In the town, the population was spread out, with 33.9% under the age of 18, 10.2% from 18 to 24, 22.0% from 25 to 44, 28.8% from 45 to 64, and 5.1% who were 65 years of age or older. The median age was 30 years. For every 100 females, there were 126.9 males. For every 100 females age 18 and over, there were 129.4 males.

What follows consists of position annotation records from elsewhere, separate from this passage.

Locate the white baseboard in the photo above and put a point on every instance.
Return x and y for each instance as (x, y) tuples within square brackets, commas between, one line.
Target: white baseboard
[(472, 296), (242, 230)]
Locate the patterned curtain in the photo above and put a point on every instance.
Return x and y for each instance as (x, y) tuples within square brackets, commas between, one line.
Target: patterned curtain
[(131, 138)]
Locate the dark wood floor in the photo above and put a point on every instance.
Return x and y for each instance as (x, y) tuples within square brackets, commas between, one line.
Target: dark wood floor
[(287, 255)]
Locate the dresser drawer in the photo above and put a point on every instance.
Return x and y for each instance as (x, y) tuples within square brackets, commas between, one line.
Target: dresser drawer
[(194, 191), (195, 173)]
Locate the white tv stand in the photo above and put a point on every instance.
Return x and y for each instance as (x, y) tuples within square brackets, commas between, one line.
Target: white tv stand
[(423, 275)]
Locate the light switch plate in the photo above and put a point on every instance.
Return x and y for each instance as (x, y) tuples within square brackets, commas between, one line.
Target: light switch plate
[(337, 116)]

The median income for a household in the town was $28,750, and the median income for a family was roughly the same. Males had a median income of $19,500, versus $11,667 for females. The per capita income for the town was $8,721. None of the families and only 5.3% of the population were living below the poverty line, including no individuals under eighteen and none over 64.

Historical population
| Census | Pop. | Note | %± |
| 1970 | 198 |  | — |
| 1980 | 175 |  | −11.6% |
| 1990 | 110 |  | −37.1% |
| 2000 | 59 |  | −46.4% |
| 2010 | 37 |  | −37.3% |
| 2020 | 20 |  | −45.9% |
| 2025 (est.) | 17 | Decrease | −15.0% |
U.S. Decennial Census

==Education==
Public education for elementary and secondary students is provided by the Southern Mississippi County School District. Students graduate from Rivercrest High School located in nearby Wilson.